This is probably against all the rules but once I got this film title in my head, I could not shift it. The image is mine and was taken on the streets of Quebec – the rest of the poster layout is not. The original can be found here – I can’t imagine this was used outside the UK because unless you are familiar with the layout and significance of British cherished/private number plates, the subtlety of this poster may be lost.
Just to emphasise the link to this week’s challenge, my version of the edited poster is made up of eight Photoshop layers, including graffiti taken from a section of the Berlin Wall and housed in the John F. Kennedy Library & Museum, Boston:
For more detail on the film, click here.
Charlottetown, Prince Edward Island is named after the wife of King George III, also known as Helen Mirren (The Madness of King George). It is an odd mixture of a place. There are brick built terraces and bow fronted houses which would not look out of place in a Manchester suburb. There are New England style mansions and clapboard houses straight out of small town America whilst the wide high street could be Lake Wobegon.
Next to the boardwalk heading out of town towards Victoria Park there is a memorial to the Irish Settlers. At first glance I misread the inscription and assumed it commemorated a particularly fine breed of dog. A Celtic Cross stands above a circular terrace comprising thirty two flagstones, one each for the thirty two counties from where the immigrants had originated, no doubt thinking themselves somewhere entirely different.
This puts me in mind of the EU meetings I once attended in Brussels – the administrative district of Quebec bears an unfortunate resemblance. These meetings were a perfect mirror of the various national traits. The UK delegation would always arrive early to an empty meeting room. The Irish would be there too if they had not gone to the wrong building. The rest were always late. Any of the southern European States could be relied on to complain vociferously that there was no translation into their own language – in perfect English. The French believing that intelligence is conveyed by the amount you say would ramble on for hours about nothing in particular. It didn’t matter where the Italians were, they would always be holding their own meeting, talking animatedly amongst themselves at high volume. The Baltic States would by and large follow the most vociferous line, usually the Germans, adding their support in unnecessarily belligerent terms; most of them with populations no bigger than Essex and therefore irrelevant. When and if progress was made it was in very small steps and at huge cost.
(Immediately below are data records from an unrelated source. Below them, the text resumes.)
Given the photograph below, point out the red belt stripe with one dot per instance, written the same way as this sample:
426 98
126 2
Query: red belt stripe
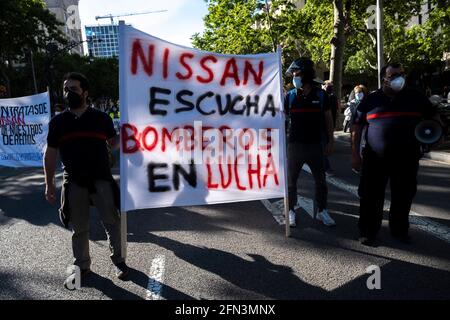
305 110
392 115
76 135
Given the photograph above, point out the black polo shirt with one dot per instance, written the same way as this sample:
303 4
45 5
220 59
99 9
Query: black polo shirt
307 115
391 122
82 143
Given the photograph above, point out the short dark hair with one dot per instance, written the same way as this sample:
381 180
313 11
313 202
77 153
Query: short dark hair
394 65
84 82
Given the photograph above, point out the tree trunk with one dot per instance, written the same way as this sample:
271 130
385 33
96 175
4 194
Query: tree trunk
337 47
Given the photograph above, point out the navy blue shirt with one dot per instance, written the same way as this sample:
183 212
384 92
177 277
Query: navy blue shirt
82 142
391 121
307 115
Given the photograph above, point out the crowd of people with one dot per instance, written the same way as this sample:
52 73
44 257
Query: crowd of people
384 148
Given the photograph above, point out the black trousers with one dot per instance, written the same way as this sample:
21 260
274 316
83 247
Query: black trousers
400 168
312 155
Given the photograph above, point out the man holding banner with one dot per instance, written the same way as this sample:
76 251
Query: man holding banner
81 135
311 129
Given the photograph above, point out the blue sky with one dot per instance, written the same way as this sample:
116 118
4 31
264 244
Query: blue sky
181 20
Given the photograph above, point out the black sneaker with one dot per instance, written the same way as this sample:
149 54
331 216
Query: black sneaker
367 241
403 238
122 270
71 283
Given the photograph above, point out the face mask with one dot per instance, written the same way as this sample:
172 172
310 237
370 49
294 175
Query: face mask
397 84
73 100
297 81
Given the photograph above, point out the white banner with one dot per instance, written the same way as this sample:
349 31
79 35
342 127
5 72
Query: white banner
198 127
24 128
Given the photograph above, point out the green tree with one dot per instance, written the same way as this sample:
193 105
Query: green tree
26 25
331 32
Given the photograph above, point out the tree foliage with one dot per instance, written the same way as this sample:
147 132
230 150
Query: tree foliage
242 27
26 25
Europe may be just twenty two miles across the English Channel but Charlottetown, three thousand miles away, seems a lot less foreign. Having seen off the French, the town became the island’s capital in 1765 and in 1864 hosted a meeting which began the process of Confederation, by which the British colonies would become provinces of a united Canadian nation. How long would that have taken in Brussels and Strasbourg.
Leaving Charlottetown we are now heading for Southampton, five days away.
Quebec is a spectacular place even in the Fall’s mist and drizzle. It is very European, defiantly more French than France, if that be possible. Most are bilingual but much of the signage is not; the lady shopkeeper who relieved me of our last US dollars was actually from Belfast and though perfectly pleasant, she had to let me know she thought the British should get out of Northern Ireland. An interesting perspective.
Then, there are the steps – more than 300 to get you up from the waterfront to Terrasse Dufferin and then a load more to reach the Citadel (yes, another one). From there it is possible to walk the full length of the Ramparts, all downhill on the clockwise route. Northwest of the Old Port the Bunge silos dominate the skyline; in the evening as the light over Quebec dims, uplighters turn the row of silos into a purple curtain, converting the brutal industrial into the theatrical epic.
We arrived in New England too early for the Fall’s colours but timed it just right for the St Lawrence and Quebec. Around Chateau Frontenac, along the route of the ramparts and throughout the parks, the trees display the full autumnal spectrum and everywhere there are pumpkins and the orange hues of Halloween. The display outside City Hall is an intricate and artistic construction encompassing witches, warlocks, black cats, spiders and large volumes of Arachno Vino – a subtle blend of frog tongue, eye of newt and a hint of rat.
As an aside, this is the cost of blogging from ship – 250 minutes of MTN Internet satellite access for £65, roughly $100. I haven’t tested the download speed but would guess it doesn’t exceed 1Mb/sec whilst the upload is much slower. This explains my lack of other activity on WordPress so apologies to Tj and others.